Minimize $|a-1|^3+|b-1|^3$ with constant product $ab=s$

Since you have established that the signs of $a - 1$ and $b - 1$ are identical, one approach would be to find the extrema of $(a - 1)^3 + (b-1)^3$ and then remove those where $a - 1$ and $b - 1$ are of opposite signs.

Plugging in $b = {s \over a}$ directly, you are finding an extremum of the expression $$f(a) = (a - 1)^3 + ({s \over a} - 1)^3$$ So the goal becomes to find a $a$ for which $f'(a) = 0$. If you do the algebra, $f'(a) = 0$ at some $a$ satisfying $$(a - \sqrt{s})(a^2 + (\sqrt{s} - 1)a + s) = 0$$ So you have two possibilities, either $a = b = \sqrt{s}$, or $a$ and $b$ are the two roots of the quadratic equation $x^2 + (\sqrt{s} - 1)x + s = 0$. You can then plug these two possibilities into the expression $(a - 1)^3 + (b - 1)^3 $ to compare the two situations.

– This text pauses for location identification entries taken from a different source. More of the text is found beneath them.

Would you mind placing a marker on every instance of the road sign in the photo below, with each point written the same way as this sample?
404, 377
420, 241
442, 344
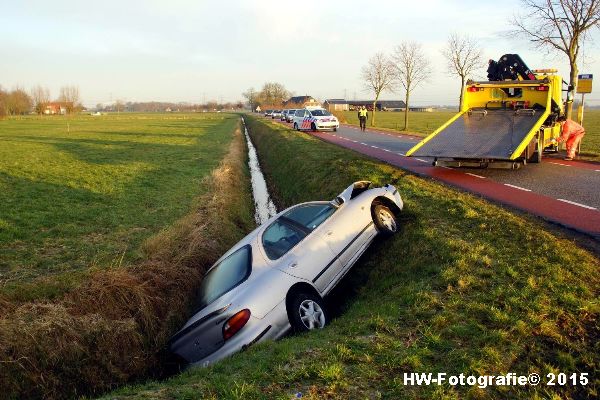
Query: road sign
584, 83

While this may look unpleasant to do, since $(a - 1)^3 + (b - 1)^3$ is a symmetric polynomial $(a^3 + b^3) - 3(a^2 + b^2) + 3(a + b) - 1$, you will end out getting a polynomial in $\sqrt{s}$ using $a + b = 1 - \sqrt{s}$ and $ab = s$. You seem to have already computed it to be $1 - 3s - 2s^{3 \over 2}$.